La Convenzione di Istanbul entrerà in vigore quando avrà raggiunto il numero minimo di 10 ratifiche.
Naturalmente non ci si può e non ci si deve fermare alla ratifica, memori anche del fatto che la storia dei trattati sui diritti umani ratificati dall’Italia è costellata di serie inadempienze (basti pensare che manca tuttora, nel Codice penale, il reato di tortura richiesto dalla Convenzione contro la tortura delle Nazioni Unite, che l’Italia ratificò nel 1989).
La stessa legge di ratifica della Convenzione di Istanbul contiene il classico “ordine di esecuzione”, nonostante la sua effettiva applicazione dipenda anche da una serie di aggiustamenti normativi interni (si pensi alla questione della procedibilità d’ufficio), che sembrano dunque rinviati ad ulteriori interventi legislativi. Lascia perplessi anche l’articolo 3 della Legge 77/2013, che contiene una clausola di “neutralità finanziaria” laddove l’articolo 8 della Convenzione obbliga gli Stati a stanziare risorse finanziarie e umane appropriate.

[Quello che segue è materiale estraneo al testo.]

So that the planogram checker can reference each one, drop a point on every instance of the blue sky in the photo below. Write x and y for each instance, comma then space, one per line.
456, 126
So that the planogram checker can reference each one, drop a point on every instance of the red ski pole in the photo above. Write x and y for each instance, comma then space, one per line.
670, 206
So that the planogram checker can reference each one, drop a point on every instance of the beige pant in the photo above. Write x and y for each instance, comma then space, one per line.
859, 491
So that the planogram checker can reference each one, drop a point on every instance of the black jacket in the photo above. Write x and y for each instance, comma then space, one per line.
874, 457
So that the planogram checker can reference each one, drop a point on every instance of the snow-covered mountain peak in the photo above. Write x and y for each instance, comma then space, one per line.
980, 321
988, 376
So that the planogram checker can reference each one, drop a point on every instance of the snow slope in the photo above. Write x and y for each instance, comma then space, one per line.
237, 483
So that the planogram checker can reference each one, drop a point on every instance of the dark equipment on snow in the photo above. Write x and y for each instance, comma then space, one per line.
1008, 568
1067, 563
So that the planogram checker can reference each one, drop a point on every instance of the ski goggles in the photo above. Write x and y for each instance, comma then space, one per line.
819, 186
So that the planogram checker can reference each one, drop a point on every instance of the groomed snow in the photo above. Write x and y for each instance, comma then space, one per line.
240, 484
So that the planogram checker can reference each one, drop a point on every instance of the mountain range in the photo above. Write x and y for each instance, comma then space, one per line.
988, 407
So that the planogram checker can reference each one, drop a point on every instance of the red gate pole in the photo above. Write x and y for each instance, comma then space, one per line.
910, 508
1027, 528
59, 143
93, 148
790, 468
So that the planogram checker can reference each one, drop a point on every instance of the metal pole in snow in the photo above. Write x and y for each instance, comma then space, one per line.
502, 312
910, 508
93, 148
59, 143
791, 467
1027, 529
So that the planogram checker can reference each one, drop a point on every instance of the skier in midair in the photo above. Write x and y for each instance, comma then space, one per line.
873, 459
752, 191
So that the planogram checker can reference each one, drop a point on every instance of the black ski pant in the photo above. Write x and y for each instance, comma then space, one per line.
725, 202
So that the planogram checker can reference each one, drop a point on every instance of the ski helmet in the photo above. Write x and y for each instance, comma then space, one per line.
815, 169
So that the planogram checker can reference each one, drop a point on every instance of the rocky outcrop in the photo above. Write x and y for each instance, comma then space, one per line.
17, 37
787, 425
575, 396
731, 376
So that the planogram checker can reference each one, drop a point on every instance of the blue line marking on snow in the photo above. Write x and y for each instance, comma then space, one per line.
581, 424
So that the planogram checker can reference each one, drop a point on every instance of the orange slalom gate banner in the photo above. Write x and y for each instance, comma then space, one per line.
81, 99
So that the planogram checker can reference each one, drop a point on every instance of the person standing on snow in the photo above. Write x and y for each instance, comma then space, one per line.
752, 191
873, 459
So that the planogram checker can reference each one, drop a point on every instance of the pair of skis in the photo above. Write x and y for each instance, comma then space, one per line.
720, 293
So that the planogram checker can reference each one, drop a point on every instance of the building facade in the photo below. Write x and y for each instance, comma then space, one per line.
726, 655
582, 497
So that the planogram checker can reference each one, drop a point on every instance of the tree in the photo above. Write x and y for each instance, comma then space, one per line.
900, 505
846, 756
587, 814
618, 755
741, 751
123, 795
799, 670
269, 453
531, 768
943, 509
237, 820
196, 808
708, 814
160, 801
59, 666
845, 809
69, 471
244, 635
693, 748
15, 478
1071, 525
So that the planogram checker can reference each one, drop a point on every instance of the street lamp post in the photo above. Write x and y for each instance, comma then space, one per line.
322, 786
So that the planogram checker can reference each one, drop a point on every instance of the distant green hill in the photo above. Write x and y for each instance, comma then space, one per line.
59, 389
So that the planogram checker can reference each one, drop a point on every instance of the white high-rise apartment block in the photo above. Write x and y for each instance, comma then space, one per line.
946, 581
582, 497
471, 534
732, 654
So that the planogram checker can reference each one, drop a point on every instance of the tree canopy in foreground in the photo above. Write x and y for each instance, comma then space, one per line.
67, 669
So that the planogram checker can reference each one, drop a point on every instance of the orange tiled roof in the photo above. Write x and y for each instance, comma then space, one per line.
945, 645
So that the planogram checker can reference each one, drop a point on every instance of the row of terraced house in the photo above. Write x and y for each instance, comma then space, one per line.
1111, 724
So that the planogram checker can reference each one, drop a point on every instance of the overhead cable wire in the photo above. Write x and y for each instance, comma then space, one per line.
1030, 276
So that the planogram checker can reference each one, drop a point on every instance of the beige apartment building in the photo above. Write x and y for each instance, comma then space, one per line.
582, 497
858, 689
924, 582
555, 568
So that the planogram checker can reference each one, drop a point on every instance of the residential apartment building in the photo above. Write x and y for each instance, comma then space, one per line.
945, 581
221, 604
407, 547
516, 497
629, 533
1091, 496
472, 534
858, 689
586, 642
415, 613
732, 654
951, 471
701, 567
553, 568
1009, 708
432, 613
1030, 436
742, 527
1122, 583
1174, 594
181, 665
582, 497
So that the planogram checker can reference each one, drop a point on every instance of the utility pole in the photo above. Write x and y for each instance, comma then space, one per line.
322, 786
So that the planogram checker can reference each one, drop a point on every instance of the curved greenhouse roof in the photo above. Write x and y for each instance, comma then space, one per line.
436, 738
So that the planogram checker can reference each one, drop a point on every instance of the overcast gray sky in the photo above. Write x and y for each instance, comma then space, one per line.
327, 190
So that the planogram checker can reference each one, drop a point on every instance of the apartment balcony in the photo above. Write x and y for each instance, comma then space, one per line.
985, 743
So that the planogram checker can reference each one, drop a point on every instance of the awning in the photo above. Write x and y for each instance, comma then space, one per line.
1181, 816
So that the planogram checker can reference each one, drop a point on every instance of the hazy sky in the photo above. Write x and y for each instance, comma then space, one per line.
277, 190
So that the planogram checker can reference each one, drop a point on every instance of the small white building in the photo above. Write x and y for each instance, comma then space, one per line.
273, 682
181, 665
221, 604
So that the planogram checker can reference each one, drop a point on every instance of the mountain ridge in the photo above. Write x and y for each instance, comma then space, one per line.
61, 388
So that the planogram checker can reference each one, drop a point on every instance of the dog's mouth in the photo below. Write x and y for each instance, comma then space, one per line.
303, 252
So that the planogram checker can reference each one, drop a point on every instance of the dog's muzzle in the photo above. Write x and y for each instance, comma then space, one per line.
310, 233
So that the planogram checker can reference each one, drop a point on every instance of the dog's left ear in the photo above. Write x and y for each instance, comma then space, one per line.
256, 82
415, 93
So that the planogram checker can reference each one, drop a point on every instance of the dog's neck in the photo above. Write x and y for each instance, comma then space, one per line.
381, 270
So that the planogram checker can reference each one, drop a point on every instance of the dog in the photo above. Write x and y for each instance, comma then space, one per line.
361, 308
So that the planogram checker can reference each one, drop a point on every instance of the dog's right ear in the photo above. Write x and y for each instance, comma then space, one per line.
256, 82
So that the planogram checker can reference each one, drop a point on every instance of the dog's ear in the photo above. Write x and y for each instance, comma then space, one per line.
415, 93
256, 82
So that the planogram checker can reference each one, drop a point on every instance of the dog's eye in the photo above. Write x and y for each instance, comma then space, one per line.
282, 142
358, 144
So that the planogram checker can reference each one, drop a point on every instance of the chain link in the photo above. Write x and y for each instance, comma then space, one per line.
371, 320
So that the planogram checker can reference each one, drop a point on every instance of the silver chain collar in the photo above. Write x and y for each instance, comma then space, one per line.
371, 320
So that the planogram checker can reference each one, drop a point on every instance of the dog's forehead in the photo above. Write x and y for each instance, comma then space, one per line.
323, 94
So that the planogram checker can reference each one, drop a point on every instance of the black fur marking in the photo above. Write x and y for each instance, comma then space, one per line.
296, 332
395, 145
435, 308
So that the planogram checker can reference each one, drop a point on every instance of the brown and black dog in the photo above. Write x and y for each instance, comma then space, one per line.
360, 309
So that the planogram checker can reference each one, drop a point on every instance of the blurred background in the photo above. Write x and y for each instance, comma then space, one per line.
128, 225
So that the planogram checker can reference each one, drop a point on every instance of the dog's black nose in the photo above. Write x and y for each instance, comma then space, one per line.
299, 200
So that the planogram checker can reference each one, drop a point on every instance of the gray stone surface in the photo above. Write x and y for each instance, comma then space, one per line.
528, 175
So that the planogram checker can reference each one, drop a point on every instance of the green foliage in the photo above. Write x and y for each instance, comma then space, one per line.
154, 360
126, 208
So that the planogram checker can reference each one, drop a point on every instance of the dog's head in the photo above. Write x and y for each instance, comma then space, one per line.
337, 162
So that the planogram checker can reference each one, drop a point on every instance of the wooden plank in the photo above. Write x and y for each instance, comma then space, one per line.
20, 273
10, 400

La Convenzione di Istanbul riconosce del resto il carattere strutturale della violenza contro le donne quale manifestazione dei rapporti di forza storicamente diseguali tra i sessi e meccanismo sociale di sottomissione della donna.
La Convenzione prevede difatti l’obbligo degli Stati di adottare le misure necessarie a promuovere un’evoluzione dei “comportamenti socio-culturali delle donne e degli uomini, al fine di eliminare pregiudizi, costumi, tradizioni e qualsiasi altra pratica basata sull'idea dell'inferiorità della donna o su modelli stereotipati dei ruoli delle donne e degli uomini” (art. 12 c. 1).
Si tratta di una delle disposizioni più impegnative, dato che richiede investimenti di lungo termine in materia di politiche educative e di comunicazione. È una disposizione che coglie però nel segno: specialmente la violenza nei confronti delle donne germina dalla mancata educazione di molti uomini (e non solo) al rispetto (peraltro non solo delle donne), nonché da tutta una serie di comportamenti di prevaricazione e di scherno tollerati, se non addirittura assecondati, da atteggiamenti “culturali” diffusi e molto presenti anche nel linguaggio pubblico.